For my current thesis project, I'm developing an inference methodology for snowball samples. Snowball samples, or more generally respondent driven samples, are used to sample hard-to-reach populations or to explore network structure. The sampling protocol I'm working with is
- Select someone to interview from the population by simple random sampling.
- In the interview, ask that person the number of connections they have (where the definition of a 'connection' is defined by the study; it could be business partners, sexual partners, close friends, or fellow injection drug users.)
- For each connection the interviewed person has, give that person a recruitment coupon to invite that connected person to come in for an interview, often with an incentive.
- If no connected person responds, go to Step 1 and repeat.
- If one connected person responds, go to Step 2 and repeat.
- If multiple people respond, go to Step 2 and interview each of them.
In reality, people are interviewed in the order they come in for an interview. In my simulation, people are interviewed in a breadth first search system, in which I assume connections to the first interviewed person are followed before any connections to those connections are followed. This may make a difference (which I will explore later), because of two limitations of the sample this protocol is modeled after:
- When the desired sample size has been attained, no more people are interviewed, even if additional people respond to the invitation. (Budget limitation)
- Connections that lead back to people already in the sample are ignored. Even the information about there being a connection is missing. (Confidentiality limitation)
The budget limitation implies that the interviewing order impacts the subjects that are included in the sample, which in turn affects any statistics measured, even those for which sampling order is ancillary.
The limitation on reported connections implies that the observed network structure is dependent upon the sampling order, even when controlling for the actual members of a sample. For example, if someone receives invitation coupons from multiple connections, they will only show up as directly connected to the first person whose coupon they use. The other connections may not even be observed to be the same network component, even though they must be by definition.
Furthermore, every sampled network will be a forest. That is, a collection of one or more trees - networks that have no cycles, connections 'back into themselves'. Only being able to observe these tree sub-networks of the actual network limits what inferences can be made about the network as a whole. Observed link density isn't very useful for well-connected graphs because the observed link density is maximal just shy of one link/node, in cases where the observed network is one huge component.
Alternate measures of density, like component diversity, ( the Shannon species diversity index, applied to the components that nodes are in), run into this problem as well. In Figure 1 below, component diversity is useless at estimating the average (responding) degree of the network for networks with more than 1.5 links/node.
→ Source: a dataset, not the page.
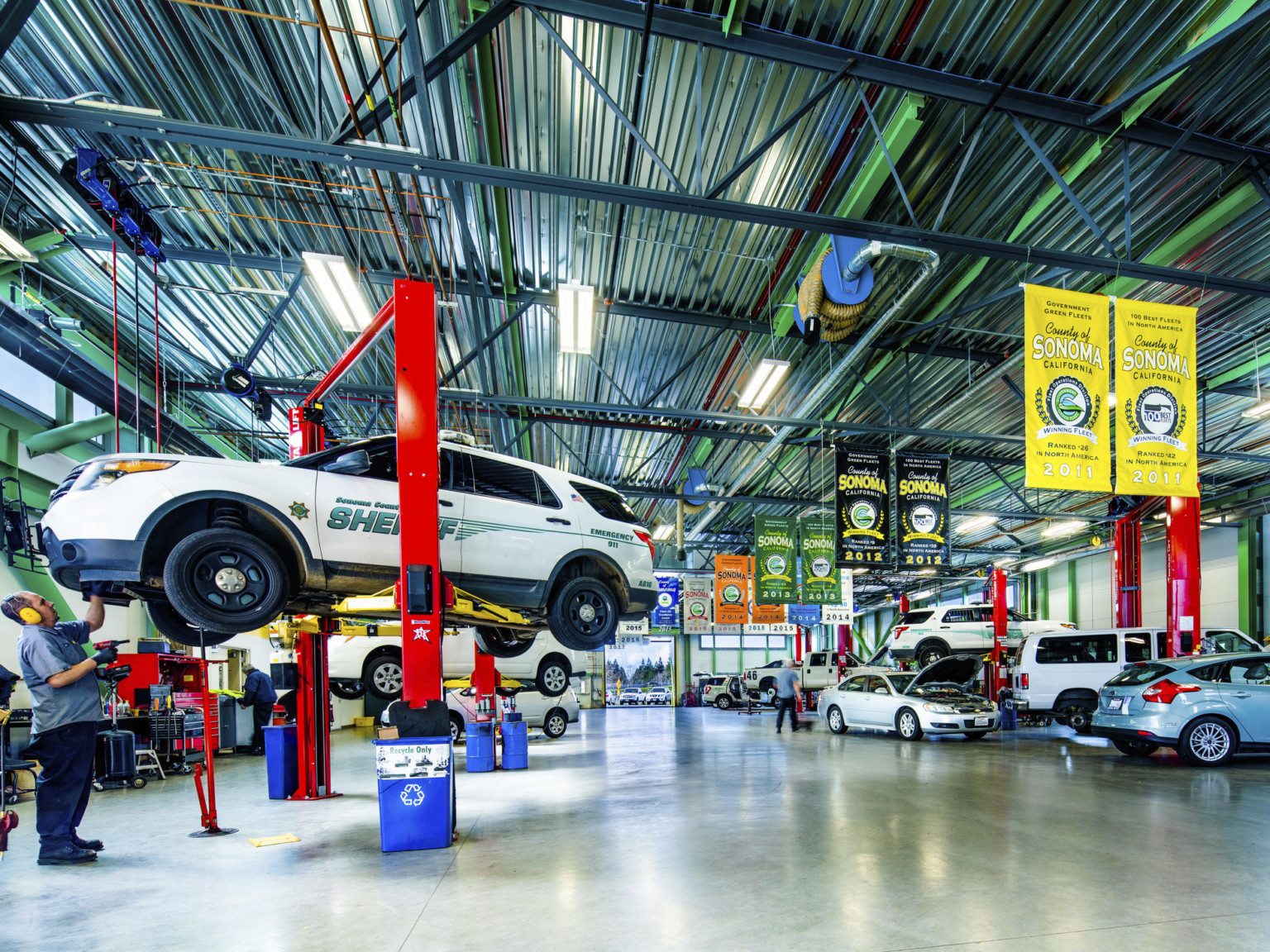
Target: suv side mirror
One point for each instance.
(351, 464)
|Figure 1, a network measure based only on observed network structure.|
However, we can also estimate things like dPr(used)/dt, the rate of change in the proportion of a sample's connections that are also included in the sample over time. Barring variation due to response rate, we would consider such a measure to be non-positive.
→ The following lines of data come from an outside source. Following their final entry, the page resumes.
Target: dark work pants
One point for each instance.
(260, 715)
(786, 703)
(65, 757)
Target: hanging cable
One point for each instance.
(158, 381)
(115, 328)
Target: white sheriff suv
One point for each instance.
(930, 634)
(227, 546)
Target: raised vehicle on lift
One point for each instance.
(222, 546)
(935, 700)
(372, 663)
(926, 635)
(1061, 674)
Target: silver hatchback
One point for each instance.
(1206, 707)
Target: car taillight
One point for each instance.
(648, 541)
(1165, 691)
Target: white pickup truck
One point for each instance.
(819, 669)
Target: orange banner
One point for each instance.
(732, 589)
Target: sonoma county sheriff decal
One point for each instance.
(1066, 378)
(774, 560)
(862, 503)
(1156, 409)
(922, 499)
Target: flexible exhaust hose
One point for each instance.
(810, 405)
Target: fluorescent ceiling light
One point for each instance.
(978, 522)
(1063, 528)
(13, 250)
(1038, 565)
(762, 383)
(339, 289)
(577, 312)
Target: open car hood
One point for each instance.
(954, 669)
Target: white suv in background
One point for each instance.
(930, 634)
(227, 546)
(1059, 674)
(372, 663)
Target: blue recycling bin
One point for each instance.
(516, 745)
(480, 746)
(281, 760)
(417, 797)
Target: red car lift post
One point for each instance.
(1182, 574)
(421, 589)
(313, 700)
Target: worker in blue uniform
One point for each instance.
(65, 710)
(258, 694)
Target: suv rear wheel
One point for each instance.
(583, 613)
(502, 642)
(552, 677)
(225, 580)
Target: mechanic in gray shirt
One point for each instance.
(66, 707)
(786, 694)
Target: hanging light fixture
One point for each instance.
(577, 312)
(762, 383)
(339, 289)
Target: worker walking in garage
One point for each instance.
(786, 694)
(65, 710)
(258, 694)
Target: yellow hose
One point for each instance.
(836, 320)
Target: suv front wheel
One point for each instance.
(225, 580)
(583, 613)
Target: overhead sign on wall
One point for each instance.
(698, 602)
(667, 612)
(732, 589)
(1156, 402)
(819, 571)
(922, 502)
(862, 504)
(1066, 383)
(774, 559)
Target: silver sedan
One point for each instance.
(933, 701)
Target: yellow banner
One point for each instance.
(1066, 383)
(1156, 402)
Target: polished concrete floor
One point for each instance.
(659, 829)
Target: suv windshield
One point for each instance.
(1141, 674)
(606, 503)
For networks that are sparse in large populations, the rate of change should be near zero, because very few connections will lead back into nodes that were already explored. What few recruitments there are will be just as successful up until near the end of the sample when a few may be turned away.
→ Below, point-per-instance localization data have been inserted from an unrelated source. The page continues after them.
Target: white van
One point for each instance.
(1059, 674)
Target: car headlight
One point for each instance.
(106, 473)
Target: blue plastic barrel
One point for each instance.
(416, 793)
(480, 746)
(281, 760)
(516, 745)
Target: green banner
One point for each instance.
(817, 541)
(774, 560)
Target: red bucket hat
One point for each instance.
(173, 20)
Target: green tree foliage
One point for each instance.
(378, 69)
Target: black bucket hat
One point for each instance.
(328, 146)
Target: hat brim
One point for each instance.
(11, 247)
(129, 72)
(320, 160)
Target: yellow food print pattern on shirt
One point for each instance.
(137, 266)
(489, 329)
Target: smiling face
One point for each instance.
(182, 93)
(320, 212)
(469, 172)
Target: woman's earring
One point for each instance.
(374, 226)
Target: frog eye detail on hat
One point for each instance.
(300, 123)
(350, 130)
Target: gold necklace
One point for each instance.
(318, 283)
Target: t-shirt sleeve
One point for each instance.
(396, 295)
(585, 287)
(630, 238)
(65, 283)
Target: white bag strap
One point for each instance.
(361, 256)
However, for well-connected networks, sampling is done much more often by recruitment rather than by simple random sample. As more a component network is explored, the chance that each successive connection followed leading to someone already in the sample increases. Therefore, for well connected graphs, we would expect dPr(used)/dt to be distinctly negative.
As Figure 2 shows below, we can use the rate of change in successes to differentiate between populations up to 2.5 links/node, even though most of the networks that we observe from 1.5-2.5 links/node all show up as single large components. Also note how poorly dPr(used)/dt differentiates between networks in the region where the structure-based diversity index excels.
|Figure 2, a network measure based on sampling order.|
Measures like these, in combination, can be used to make estimates of the features of the population as a whole, but that's for a poster I'm working in the coming weeks.